I realize it's radically reductive, and I don't have any data. I said that. I think that gay men's likelihood to have female friends fits the model, actually. But again, I don't know, I'm not necessarily advocating this view, but I have heard it from people who know more about it than I do.

Maybe there's a different way to approach it:

Does it necessarily follow that male sexual orientation and female sexual orientation necessarily evolve the way they do for the same reasons? Especially for those sub-segments of the population that are minority components, i.e. gay men and lesbians?

By the way, this is an attempt to frame what I think is an interesting question in a non-judgmental way. Not that humans can ever escape their contexts. Not completely, anyway.

justSaying, Saturday, 28 May 2005 18:48 (twenty-one years ago)

ilx homophobia's gone beyond tossing 'faggot' around loosely right into 'gays = pedophiles' lately. ye gods.

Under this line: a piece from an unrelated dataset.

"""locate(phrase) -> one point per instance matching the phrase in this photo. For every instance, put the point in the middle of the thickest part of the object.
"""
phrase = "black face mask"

joseph depending on how small a campus you're on, how many people yall know there that communicate with his parents, etc., and also depending on just what the therapy entails (ie. is it just gonna be an insulting pain in the ass - sermon/porn/sermon/porn/sermon?), i'd advise he go thru the therapy, or agree to, keep it on the downlow for awhile, and then 'relapse' (like the overwhelming majority of 'cured' homosexuals do) and cut the apron strings as soon as it's feasible. that someone outed him is troubling though - you gotta find out who this is, maybe have him pretend he wants to 'thank' them for 'saving' his soul, etc.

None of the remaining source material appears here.